Imperial Russia had collapsed in 1917 and, from the notes to this volume, in Kiev a soviet government had taken control and had proclaimed a "Ukrainian Peoples' Republic", but when that government announced its independence from Russia in January of 1918 they were invaded by the soviet army in February. However, in March of 1918 the German Army drove out the soviets and occupied Kiev. The occupying German Army supported a government of the "Hetman of All Ukraine", but they were defeated in December of 1918 by a larger Ukrainian Army. However, this army and its government lasted only until February of 1919 when the Red Army returned and again occupied Kiev. At this point "White Guard" ends, but there were more very violent changes in the years ahead.

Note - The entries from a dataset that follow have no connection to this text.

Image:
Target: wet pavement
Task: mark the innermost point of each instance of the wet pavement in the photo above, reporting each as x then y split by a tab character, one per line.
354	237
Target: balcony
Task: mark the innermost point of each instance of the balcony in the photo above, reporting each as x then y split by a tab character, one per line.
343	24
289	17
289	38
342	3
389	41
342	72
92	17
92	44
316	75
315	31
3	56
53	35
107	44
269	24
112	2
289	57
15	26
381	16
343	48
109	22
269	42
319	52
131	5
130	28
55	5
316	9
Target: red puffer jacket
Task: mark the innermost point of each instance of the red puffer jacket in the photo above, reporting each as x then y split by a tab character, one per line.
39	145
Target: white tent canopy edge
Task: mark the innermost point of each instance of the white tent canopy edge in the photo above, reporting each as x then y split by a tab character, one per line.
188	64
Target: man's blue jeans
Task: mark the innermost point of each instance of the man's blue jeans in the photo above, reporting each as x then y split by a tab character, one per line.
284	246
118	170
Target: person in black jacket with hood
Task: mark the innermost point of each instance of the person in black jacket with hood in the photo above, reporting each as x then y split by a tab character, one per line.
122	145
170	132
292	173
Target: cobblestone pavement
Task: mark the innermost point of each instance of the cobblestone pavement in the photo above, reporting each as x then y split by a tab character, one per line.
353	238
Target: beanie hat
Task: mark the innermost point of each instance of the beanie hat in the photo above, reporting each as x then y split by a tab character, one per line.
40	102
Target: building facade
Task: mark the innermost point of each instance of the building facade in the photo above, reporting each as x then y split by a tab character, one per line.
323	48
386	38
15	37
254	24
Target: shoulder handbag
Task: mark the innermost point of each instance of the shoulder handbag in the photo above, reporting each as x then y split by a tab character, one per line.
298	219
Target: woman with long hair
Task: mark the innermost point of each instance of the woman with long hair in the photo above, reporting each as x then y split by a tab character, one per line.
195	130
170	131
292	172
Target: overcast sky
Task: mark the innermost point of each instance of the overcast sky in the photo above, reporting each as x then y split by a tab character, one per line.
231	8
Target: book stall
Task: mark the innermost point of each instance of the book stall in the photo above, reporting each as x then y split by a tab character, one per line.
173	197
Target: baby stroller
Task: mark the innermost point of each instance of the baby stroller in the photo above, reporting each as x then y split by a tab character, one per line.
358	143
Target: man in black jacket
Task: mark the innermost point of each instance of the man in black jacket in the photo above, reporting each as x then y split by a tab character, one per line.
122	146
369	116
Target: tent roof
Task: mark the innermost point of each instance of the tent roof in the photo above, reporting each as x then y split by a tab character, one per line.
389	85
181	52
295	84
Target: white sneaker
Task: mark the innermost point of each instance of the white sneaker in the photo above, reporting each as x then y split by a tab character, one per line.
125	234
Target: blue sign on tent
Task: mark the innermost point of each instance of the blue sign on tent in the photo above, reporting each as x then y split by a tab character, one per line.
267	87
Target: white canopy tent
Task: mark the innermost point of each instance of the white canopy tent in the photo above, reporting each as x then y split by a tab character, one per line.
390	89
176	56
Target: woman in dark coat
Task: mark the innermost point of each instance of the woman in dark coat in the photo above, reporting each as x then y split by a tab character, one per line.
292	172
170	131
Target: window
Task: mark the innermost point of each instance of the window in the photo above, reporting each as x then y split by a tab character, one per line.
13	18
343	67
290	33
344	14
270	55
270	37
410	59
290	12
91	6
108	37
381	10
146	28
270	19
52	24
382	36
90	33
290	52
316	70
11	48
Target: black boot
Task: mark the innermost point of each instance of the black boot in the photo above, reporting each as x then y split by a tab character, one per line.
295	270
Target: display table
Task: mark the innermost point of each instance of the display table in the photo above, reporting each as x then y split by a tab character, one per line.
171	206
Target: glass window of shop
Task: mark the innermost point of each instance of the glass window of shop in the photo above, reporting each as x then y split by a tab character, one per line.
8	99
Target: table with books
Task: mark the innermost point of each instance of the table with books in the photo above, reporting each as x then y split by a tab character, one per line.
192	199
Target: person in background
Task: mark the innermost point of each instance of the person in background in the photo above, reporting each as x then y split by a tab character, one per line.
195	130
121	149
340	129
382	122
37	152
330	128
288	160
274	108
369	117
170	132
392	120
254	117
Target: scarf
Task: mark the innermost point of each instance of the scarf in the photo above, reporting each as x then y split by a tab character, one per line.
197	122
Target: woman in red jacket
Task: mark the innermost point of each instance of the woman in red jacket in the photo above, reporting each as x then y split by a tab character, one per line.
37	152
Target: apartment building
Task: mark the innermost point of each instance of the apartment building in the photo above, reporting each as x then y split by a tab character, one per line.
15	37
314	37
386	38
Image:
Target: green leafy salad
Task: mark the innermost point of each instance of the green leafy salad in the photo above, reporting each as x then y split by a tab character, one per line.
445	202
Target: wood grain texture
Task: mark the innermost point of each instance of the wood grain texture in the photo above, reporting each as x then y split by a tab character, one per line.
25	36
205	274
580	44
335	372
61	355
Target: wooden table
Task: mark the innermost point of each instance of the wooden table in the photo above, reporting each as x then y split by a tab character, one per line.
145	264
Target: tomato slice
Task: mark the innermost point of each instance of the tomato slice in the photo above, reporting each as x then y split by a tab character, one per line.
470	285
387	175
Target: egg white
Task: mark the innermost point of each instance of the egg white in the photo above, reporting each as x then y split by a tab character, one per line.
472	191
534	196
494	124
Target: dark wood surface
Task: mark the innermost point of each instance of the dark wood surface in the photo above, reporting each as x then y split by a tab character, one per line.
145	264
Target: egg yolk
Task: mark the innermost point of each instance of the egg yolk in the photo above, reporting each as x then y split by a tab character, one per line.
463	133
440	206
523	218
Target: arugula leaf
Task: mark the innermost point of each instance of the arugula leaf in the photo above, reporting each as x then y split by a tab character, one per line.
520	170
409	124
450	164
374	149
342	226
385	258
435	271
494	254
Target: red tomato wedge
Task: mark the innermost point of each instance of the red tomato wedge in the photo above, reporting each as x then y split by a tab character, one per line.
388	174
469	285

The style of writing of "White Guard" is considered to be very "Tolstoyan" in its portrayal of people in the vast movements of history, and, perhaps sometimes, in the description of the most unpleasant details. It contains no noticable satire, or other humor, and its focus is on a rather limited number of people in a large city of hundreds of thousands of people. And these people all seem to be, not aristocratic or governing people, but from the same "officer" class. Of course, the story is about one family, and a few people associated with them, over about 2 months of time. It is also noticable that, in spite of a great deal of violence against people, there is little or no destruction in the city, and even the electricity never seems to go out.